Studies Show Selenium Prevents Cancer and Thyroid Disease
by Melanie Grimes
Selenium is an essential trace mineral that forms an important part of our immune defense function, as well as a component in heart muscle. Found naturally in animal protein and vegetables, it is also found in fish, vegetables, and especially Brazil nuts. Its anti-oxidant functions have now been shown to reduce the risk of many cancers as well as thyroid disease, infertility and arthritis. There is even a suggestion that selenium alters genes that cause cancer.
Because selenium occurs naturally in the soil, organic crops will absorb it and transfer it into a form that is bioavailability to humans. The East Coast has selenium deficient soil, but the soil in the rest of the United States is rich in this mineral. To maintain the proper levels, supplementation is advised.
The effective form of selenium is L-selenomethionine, as this is the form most easily absorbed and stored in the body. This is also the form of this important mineral used in most clinical trials. Other forms, such as selenite, are not as easy for the body to assimilate.
Selenium has now been approved by the FDA for cancer reduction. "Selenium may reduce the risk of certain cancers.

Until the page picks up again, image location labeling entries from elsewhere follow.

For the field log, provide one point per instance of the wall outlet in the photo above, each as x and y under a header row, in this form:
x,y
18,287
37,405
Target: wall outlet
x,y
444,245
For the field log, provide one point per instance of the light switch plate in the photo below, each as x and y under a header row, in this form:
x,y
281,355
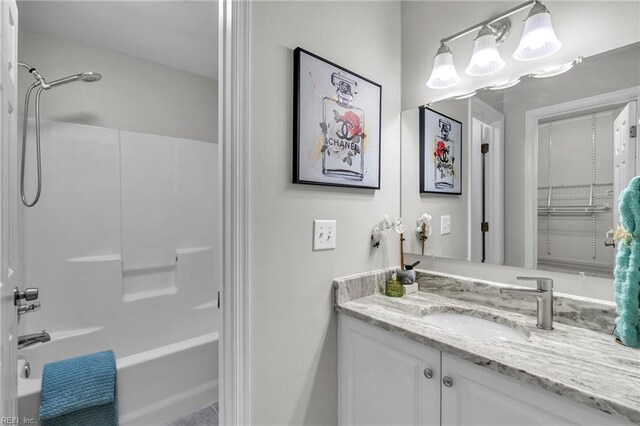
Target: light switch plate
x,y
445,225
324,234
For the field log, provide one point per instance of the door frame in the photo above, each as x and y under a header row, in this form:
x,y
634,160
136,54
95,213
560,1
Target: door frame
x,y
234,224
494,185
532,117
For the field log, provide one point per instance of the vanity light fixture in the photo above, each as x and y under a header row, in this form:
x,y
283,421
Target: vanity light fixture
x,y
466,95
443,74
538,41
557,70
486,58
538,38
504,84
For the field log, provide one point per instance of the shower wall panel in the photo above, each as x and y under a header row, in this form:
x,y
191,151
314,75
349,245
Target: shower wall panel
x,y
123,236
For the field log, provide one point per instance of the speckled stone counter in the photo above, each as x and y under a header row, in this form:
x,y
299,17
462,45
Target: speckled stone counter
x,y
577,359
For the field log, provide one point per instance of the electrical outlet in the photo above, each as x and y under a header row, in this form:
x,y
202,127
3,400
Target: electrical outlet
x,y
445,225
324,234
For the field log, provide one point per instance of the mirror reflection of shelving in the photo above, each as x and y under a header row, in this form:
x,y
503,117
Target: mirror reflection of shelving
x,y
575,193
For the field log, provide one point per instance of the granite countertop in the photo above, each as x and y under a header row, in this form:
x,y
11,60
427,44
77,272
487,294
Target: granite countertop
x,y
577,359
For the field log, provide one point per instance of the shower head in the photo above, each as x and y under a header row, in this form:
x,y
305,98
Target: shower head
x,y
87,77
90,77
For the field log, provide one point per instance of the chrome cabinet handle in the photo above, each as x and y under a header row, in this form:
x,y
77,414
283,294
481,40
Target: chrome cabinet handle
x,y
428,373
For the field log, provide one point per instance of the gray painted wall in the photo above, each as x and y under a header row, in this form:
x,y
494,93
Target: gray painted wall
x,y
134,94
294,328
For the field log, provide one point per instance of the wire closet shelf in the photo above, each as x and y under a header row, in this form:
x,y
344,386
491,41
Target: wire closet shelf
x,y
575,200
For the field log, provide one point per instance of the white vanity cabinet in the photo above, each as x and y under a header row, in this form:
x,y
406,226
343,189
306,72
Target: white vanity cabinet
x,y
478,396
382,381
386,379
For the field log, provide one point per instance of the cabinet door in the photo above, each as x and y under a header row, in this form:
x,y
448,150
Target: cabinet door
x,y
383,378
478,396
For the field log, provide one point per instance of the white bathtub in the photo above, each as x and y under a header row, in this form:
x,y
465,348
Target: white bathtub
x,y
155,387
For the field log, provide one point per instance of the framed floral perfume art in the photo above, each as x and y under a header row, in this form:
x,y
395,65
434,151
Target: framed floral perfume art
x,y
336,125
440,153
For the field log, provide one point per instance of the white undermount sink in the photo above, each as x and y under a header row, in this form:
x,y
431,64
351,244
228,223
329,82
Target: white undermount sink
x,y
474,327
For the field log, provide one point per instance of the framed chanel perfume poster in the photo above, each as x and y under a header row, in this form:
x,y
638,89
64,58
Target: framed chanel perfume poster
x,y
440,153
336,125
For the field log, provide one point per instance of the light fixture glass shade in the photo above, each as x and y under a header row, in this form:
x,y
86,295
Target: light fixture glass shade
x,y
538,39
443,74
486,58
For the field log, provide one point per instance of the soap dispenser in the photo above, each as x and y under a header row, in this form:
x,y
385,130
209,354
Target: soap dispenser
x,y
394,288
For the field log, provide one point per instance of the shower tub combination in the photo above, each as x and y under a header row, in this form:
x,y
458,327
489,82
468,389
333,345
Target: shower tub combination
x,y
121,246
154,386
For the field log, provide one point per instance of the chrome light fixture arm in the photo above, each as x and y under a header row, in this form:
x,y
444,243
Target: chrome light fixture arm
x,y
490,23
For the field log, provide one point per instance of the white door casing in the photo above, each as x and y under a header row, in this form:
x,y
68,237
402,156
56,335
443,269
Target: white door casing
x,y
8,206
624,154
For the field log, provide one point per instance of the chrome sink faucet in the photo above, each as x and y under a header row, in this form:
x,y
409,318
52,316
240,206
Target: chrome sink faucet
x,y
544,296
31,339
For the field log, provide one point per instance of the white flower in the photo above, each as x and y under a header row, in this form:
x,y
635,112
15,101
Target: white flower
x,y
382,229
399,226
377,236
386,223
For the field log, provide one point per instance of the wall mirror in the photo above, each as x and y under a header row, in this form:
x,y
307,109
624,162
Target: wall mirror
x,y
542,165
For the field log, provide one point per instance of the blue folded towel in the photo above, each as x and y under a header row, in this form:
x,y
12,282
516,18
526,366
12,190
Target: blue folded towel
x,y
80,391
627,272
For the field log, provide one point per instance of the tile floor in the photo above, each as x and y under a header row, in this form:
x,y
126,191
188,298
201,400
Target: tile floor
x,y
207,416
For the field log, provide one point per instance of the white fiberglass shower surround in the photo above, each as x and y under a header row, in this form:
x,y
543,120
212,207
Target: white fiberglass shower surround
x,y
121,245
123,240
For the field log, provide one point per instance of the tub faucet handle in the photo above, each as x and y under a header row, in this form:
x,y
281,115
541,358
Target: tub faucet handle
x,y
29,295
28,307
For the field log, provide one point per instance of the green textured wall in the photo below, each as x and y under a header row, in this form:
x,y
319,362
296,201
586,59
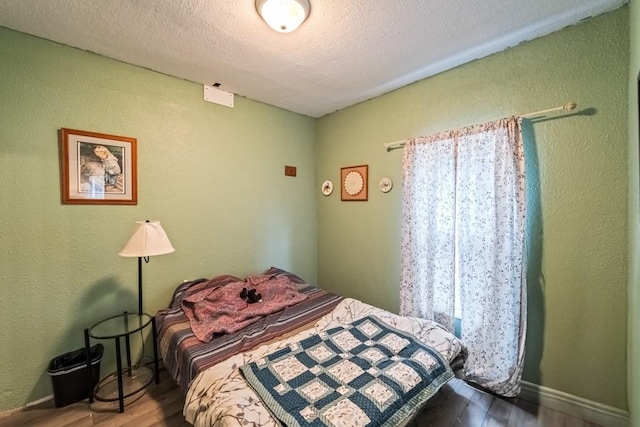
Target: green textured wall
x,y
213,176
634,217
577,194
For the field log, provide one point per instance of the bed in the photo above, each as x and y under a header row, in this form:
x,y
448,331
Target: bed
x,y
318,359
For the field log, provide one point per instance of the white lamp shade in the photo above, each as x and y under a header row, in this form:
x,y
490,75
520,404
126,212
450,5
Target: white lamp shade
x,y
148,239
283,16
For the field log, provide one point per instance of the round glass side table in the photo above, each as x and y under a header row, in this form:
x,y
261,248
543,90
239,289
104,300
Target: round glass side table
x,y
128,380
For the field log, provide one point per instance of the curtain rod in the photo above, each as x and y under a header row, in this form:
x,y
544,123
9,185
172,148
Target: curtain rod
x,y
565,108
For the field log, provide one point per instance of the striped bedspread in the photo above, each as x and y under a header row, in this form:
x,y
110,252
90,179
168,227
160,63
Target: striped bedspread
x,y
185,356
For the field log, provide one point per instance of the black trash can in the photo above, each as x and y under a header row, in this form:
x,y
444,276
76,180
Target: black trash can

Some scientific evidence suggests that consumption of selenium may reduce the risk of certain forms of cancer. However, the FDA has determined that this evidence is limited and not conclusive." The statement that the results are" limited and not conclusive" is a major breakthrough for the health benefits of this nutrient.
In 2003 French study investigated the size of the thyroid gland compared to selenium consumption. Those with lower selenium levels in the blood had a larger thyroid, which can be a sign of goiter or thyroid disease. Researchers concluded that selenium may protect against both goiter and thyroid disease. An article in the medical journal Lancet (July 15, 2000) also commented on the importance of selenium to thyroid health, as well as fertility problems and heart disease.
Low selenium levels contribute to early miscarriage, thyroid disease, arthritis, and even viral infections. High blood levels of selenium have been shown to slow the replication of the HIV virus and those with low levels were 20 times more likely to die from AIDS than those with higher selenium levels.
A recent study in the Journal of the American Medical Association (JAMA) showed a 50 percent reduction in cancer deaths, including cancers of the lungs, colon and prostate. Early stage cancers were better halted, but age made no difference, as young and old alike benefited from selenium supplementation. Previous studies showed selenium effective against prostate cancer in volunteers with a history of skin cancer.
A double blind, randomized, placebo-controlled cancer prevention trial was published in 1997. Conducted at the University of Arizona, over 1300 patients with basal cell carcinomas were studied from 1983 to 1991 were given 200 mcg of selenium a day. The study showed a "significant reduction in total cancer mortality" 29 deaths compared to 57 in the placebo group. Incidences of cancer were reduced: only 77 people in the selenium group compared to 119 in the control. Also reduced were incidences of lung, colon and prostate cancer. No cases of toxicity occurred. The conclusion was that selenium supplementation did not protect against the development of further skin cancers, but it did preclude incidences of, and deaths from, other types of cancer. Recommended doses are about 40-70 mcg a day for an adult.